๐Ÿ‘€ Views: 12 ๐Ÿ’ฌ Answers: 1 ๐Ÿ“… Created: 2025-07-15
oci object-storage presigned-url Python

This might be a silly question, but After trying multiple solutions online, I still can't figure this out... I'm working with an scenario with accessing pre-signed URLs for objects stored in OCI Object Storage. I've generated a pre-signed URL using the SDK, but when I try to access the URL in my browser, I receive a `403 Forbidden` behavior. Hereโ€™s the code snippet I'm using to generate the pre-signed URL: ```python import oci config = oci.config.from_file() object_storage_client = oci.object_storage.ObjectStorageClient(config) namespace = object_storage_client.get_namespace().data bucket_name = 'my_bucket' object_name = 'my_file.txt' # Generate pre-signed URL url = object_storage_client.generate_presigned_url( object_storage_client.get_object, namespace_name=namespace, bucket_name=bucket_name, object_name=object_name, expiration_seconds=3600 ) print(url) ``` Upon generating the URL, it appears valid, but when accessed, it leads to `403 Forbidden`. The object is set to private, and I have confirmed that the user whose credentials are used to generate the pre-signed URL has the necessary permissions (specifically `objectstorage.objects.get`). Iโ€™ve checked the IAM policies, and they seem to allow this user to access the bucket. Additionally, I verified the object is indeed in the specified bucket and the name is correct. I also tried regenerating the pre-signed URL after altering the objectโ€™s ACL to public, and it works, which indicates that the URL generation is functioning as expected.
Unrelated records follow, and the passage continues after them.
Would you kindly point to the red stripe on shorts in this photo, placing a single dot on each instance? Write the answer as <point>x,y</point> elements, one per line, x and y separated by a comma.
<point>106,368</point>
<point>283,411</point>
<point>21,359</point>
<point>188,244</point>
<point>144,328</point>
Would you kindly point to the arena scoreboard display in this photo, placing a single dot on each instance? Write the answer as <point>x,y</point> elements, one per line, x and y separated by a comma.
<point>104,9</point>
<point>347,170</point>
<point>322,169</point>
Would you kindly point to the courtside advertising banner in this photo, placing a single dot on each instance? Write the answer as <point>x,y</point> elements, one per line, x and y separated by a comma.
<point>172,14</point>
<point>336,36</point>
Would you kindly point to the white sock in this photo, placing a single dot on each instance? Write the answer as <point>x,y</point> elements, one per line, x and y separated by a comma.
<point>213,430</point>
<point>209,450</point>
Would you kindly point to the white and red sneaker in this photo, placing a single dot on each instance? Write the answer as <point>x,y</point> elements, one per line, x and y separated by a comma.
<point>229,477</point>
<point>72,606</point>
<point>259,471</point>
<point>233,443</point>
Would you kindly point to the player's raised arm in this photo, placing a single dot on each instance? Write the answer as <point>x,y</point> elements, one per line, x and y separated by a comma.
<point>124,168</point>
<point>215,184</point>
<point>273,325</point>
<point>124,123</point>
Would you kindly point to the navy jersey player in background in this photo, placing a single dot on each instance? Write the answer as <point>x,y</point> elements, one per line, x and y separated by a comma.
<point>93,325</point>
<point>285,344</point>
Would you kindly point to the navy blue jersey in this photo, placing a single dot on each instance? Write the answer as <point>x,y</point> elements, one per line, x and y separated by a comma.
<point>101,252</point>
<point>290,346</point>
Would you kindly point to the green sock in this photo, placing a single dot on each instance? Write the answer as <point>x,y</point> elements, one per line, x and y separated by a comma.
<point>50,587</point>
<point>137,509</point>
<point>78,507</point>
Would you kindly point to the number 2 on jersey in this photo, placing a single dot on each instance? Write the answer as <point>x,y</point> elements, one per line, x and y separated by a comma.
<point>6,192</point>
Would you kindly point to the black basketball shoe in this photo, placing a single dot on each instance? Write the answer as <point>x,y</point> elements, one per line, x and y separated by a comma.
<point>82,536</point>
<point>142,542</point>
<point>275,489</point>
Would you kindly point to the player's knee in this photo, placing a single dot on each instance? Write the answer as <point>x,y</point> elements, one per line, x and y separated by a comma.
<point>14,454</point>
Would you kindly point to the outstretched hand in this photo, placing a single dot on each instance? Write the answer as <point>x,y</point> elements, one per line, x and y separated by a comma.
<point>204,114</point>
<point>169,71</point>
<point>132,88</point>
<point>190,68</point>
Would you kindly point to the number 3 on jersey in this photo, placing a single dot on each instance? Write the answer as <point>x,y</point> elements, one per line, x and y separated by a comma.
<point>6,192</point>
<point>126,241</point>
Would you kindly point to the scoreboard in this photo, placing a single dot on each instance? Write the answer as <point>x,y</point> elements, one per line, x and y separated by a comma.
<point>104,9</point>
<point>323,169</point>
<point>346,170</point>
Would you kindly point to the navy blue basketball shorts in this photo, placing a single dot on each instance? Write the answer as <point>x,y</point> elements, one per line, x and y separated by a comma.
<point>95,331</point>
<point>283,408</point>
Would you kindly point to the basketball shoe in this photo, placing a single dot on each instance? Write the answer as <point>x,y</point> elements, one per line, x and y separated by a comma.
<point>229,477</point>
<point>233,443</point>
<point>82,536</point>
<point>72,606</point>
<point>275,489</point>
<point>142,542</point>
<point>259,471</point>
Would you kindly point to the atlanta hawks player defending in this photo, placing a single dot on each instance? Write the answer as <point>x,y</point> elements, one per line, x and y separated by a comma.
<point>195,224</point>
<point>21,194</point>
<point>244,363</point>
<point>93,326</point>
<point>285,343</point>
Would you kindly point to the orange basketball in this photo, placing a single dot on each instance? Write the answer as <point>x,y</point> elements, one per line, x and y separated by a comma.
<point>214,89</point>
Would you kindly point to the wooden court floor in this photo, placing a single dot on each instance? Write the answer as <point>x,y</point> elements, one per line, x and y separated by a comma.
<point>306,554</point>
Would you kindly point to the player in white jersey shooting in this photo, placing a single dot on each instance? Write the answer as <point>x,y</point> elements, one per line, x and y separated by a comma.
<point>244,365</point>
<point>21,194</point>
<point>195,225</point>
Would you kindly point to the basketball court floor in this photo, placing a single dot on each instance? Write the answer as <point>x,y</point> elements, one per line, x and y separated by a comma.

However, reverting the object access to private leads to the same permission behavior. Is there something specific I might be overlooking regarding permissions or configuration when generating pre-signed URLs for private objects? Any insights would be greatly appreciated! For context: I'm using Python on macOS. What am I doing wrong? This is part of a larger service I'm building. What's the best practice here? Is there a better approach? I recently upgraded to Python latest.